Charlotte also has a storyline focussed on her less forgiving attitude to Big. Seeing him by chance in a restaurant in New York a few weeks before her baby is due, she confronts him angrily but in doing so sets off her labour. Big ends up helping get her to hospital, and in the process sets in motion a chain of events leading to his reunion with Carrie, leading to their discreet wedding at City hall, without designer label gowns or razzmatazz, followed by ham & eggs at an ordinary New York Diner. Miranda is there with her husband too, and they too have now reunited. The other girls and various minor characters also come along.
It’s a lovely film, with more focus on Rom-Com and with a strangely despairing middle section, and less focus on the daring sex-talk and candid soul searching that made the series work so well. It’s more about loyalty and friendship than love & sex, but for all that it isn’t bad.
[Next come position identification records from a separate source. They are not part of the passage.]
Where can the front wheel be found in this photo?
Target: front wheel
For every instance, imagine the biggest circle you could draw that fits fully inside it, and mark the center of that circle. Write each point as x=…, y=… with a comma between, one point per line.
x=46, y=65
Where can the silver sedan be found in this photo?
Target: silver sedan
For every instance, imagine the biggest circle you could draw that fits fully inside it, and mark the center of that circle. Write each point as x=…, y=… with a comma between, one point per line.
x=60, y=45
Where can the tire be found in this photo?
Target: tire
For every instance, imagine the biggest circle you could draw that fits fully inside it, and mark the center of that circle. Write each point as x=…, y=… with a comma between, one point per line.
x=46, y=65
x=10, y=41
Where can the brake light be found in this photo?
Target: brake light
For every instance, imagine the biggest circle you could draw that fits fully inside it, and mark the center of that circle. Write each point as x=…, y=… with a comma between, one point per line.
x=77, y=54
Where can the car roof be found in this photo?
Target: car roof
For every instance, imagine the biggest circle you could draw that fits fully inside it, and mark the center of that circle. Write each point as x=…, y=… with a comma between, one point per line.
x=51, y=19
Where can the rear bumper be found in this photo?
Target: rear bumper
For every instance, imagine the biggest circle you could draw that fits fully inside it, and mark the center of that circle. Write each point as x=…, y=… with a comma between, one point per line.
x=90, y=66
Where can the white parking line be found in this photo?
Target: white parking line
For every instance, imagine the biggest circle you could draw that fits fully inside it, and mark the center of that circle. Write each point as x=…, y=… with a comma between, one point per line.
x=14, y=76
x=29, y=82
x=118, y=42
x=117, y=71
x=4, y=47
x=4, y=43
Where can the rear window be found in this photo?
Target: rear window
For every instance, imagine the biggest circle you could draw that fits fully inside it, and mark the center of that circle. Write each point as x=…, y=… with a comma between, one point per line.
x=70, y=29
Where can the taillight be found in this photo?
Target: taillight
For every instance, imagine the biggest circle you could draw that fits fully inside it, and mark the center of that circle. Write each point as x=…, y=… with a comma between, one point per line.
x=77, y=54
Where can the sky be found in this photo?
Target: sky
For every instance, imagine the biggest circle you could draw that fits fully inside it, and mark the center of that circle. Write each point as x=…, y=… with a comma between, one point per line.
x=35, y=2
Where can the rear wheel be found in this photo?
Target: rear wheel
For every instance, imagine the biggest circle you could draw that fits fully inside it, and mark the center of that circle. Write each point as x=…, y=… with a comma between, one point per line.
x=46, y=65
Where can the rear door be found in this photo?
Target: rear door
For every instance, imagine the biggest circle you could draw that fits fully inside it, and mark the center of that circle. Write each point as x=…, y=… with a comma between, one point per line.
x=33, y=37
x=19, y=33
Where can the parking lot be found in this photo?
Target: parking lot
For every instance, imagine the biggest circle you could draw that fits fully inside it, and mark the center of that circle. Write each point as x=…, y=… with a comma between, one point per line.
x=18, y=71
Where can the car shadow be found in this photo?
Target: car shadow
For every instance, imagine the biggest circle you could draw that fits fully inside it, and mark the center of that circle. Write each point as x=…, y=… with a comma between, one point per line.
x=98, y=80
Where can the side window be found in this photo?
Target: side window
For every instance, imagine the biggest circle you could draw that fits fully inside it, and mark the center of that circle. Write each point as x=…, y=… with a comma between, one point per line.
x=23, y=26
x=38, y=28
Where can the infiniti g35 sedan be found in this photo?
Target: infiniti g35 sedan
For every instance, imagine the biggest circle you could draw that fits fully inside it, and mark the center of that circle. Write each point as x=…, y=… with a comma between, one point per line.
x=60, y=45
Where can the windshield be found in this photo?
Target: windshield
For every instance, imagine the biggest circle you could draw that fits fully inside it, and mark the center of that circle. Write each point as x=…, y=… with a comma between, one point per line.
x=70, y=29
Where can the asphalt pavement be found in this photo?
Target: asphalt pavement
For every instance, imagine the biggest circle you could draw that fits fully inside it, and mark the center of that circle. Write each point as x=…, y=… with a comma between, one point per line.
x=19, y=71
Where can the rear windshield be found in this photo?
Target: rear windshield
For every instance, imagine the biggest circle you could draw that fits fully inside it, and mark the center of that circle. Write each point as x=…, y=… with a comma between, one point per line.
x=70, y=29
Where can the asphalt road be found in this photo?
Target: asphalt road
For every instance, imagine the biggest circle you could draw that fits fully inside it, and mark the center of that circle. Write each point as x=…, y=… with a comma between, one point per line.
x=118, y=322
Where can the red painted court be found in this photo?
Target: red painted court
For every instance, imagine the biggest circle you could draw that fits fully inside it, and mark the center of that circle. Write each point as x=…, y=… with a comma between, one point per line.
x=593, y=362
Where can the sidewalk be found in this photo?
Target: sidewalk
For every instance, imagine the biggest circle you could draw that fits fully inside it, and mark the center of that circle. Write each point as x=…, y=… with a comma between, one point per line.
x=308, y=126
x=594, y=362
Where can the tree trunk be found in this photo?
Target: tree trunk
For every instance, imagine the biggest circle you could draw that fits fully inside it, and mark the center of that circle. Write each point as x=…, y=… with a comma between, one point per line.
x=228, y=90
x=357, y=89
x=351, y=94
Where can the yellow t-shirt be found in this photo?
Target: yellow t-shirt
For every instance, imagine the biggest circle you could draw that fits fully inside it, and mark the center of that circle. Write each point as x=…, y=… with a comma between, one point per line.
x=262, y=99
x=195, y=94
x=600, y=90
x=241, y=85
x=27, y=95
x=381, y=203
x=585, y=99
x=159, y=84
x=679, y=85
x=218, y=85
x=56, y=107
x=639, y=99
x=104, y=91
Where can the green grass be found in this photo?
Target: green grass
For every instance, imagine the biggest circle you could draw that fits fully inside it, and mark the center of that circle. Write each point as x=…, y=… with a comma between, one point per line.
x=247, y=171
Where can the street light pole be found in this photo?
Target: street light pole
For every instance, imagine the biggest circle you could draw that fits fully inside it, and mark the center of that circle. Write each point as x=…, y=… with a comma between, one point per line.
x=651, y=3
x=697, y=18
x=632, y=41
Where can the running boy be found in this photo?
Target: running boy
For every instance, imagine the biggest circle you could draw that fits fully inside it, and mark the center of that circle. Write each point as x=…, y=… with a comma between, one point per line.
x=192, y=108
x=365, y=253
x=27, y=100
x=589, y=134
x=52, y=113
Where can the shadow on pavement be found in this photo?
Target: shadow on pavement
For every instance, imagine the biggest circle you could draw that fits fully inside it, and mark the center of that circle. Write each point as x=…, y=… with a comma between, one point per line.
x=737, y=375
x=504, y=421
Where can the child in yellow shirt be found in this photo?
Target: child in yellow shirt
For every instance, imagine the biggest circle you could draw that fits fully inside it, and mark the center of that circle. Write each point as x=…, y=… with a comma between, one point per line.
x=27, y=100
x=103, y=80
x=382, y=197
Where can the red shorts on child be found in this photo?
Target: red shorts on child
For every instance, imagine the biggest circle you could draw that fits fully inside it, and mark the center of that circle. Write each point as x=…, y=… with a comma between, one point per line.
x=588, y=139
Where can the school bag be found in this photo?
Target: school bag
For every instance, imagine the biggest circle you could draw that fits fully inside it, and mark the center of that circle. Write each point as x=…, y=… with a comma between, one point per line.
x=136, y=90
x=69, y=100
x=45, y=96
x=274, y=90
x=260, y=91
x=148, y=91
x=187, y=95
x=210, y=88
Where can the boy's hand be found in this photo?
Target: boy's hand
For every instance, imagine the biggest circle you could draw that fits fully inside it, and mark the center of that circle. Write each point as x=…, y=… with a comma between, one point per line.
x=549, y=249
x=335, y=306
If there are negatives it is the absence of the main TV show’s distinctive, excellent jazzy theme tune, replaced here by a dreadful rapping song, The film also has some of the most prolonged and blatant product placement I have ever seen – some of this is actually integrated into the main story plot – Vogue magazine run the fashion shoot featuring Carrie in various wedding dresses, with the labels being described clearly as she tries each, settling finally on a Viviane Westwood creation, which is then presented to her for her actual main wedding. Characters spend a lot of time in Starbucks, and actually move coffee cups round to show the logo off more clearly. This is partly redeemed in the final scenes when the cast take part in Carrie’s simple no frills wedding, in a modest environment, free of fancy designer labels – a necessary message given the way most of the film is saturated in labels – much of the theme is on how easily we label and stereotype people too. The mighty rich beautiful people have been humbled and have become like the ordinary people of New York. The final tracking shot shows ordinary people in an ordinary city. It’s an interesting ending to a fascinating series, and overall, for its flaws, it is a very good film.